As you are starting out on your own as a professional, preparing a realistic budget is important. This will help you know if job or contract offers you receive will allow you to manage financially. While no one enters music therapy and expects to become wealthy, you should not have to take on a second job in order to manage your basic expenses. You should also not be depending on a spouse to “subsidize” a low paying music therapy job or contract.
You will have fixed expenses that occur every month, and you should start with a list of what you estimate those will cost. These expenses include things like apartment rent and utilities, groceries, car payment, gasoline and auto insurance. You may need to consider having a roommate to manage your rental expenses. If your job does not include health insurance, then you may want to check and see if your proposed income will qualify you for subsidized health insurance, otherwise individually purchased insurance can be quite expensive and will be a significant percentage of your fixed expenses.
Other fixed expenses would include any school loan repayment you may owe, medications you may need for yourself, and your phone and internet bill. Remember that you will need to plan to make regular contributions to a retirement account (SEP-IRA, etc.) to insure that you will have income down the road when you retire. That may seem a long way off, but it will come quicker than you may think.
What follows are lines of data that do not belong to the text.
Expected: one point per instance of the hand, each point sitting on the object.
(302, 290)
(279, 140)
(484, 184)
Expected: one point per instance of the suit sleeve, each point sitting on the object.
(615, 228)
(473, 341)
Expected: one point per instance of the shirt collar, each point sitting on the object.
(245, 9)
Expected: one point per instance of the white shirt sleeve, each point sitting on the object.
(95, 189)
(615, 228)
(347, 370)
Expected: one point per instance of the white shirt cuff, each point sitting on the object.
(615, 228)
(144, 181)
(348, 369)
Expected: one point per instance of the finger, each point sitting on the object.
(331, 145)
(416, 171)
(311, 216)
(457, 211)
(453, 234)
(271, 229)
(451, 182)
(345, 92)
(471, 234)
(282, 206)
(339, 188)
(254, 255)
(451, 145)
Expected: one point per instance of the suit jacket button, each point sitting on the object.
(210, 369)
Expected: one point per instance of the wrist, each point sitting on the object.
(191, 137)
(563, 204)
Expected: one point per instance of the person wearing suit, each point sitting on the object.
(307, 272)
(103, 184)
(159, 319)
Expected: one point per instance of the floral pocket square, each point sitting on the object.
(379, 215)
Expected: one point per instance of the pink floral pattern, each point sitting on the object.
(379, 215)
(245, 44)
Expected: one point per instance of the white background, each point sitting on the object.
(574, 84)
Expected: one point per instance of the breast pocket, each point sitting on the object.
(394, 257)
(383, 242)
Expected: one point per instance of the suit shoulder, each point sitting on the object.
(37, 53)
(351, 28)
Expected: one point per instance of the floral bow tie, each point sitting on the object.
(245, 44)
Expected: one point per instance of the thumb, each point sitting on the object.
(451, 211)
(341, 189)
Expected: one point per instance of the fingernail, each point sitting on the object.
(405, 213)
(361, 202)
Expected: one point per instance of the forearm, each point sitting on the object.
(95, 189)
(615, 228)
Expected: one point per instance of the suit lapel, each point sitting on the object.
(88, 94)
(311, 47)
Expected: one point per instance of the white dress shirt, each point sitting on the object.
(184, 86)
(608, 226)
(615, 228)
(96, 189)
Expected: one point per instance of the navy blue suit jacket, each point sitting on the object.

It is also wise to have an emergency fund that contains the equivalent of three months of your regular expenses. If you are self-employed, you must pay quarterly taxes as that money will not be taken out of your payments. This should be set aside in a separate savings account so that you have the money on hand to pay the IRS when it is due each quarter.
You will also have a category of rotating expenses; those that occur throughout the year, but don’t occur every month. These types of expenses might include clothing, office supplies and computer cartridges. Other rotating expenses include music therapy equipment, music therapy books, continuing education and your AMTA membership.
An important financial consideration is how much travel a given job or contract will require and how that affects how much you are really being paid. To determine how much per hour you are actually making; do not look at the “per session” or “per hour” rate. Instead, determine how many hours it takes you per day to see the actual clients/groups and make that money. For example, let’s say that you are being paid $45 per session, and you have 4 sessions per day. You are required to drive to each of these homes and they are all at some distance from each other. You leave your home at 8 a.m. and arrive at the first home at 9 a.m. That means your work day starts at 9 a.m. (you don’t count the time it takes to get to your first client nor the time it takes to get home from the last client of the day). Your other three clients are scattered throughout the day; with the last client being seen at 5 p.m. You take an hour for lunch (lunch is not calculated as part of your paid time). This means it takes a total of 8 hours to make the promised income as you are not able to do any other paid work during the day when you are traveling back and forth to clients. So you are not making $45 per hour; you are making $22.50 per hour. You have to look realistically at what you are making per day and determine if that job or contract is really a viable option.
Organize your budget in a spreadsheet or in a computer program or app—there are lots of possible options. The most important thing is to have a very clear idea on what it will cost to run your household. That’s the only way you will know if the job or contract you are considering will meet your basic financial needs.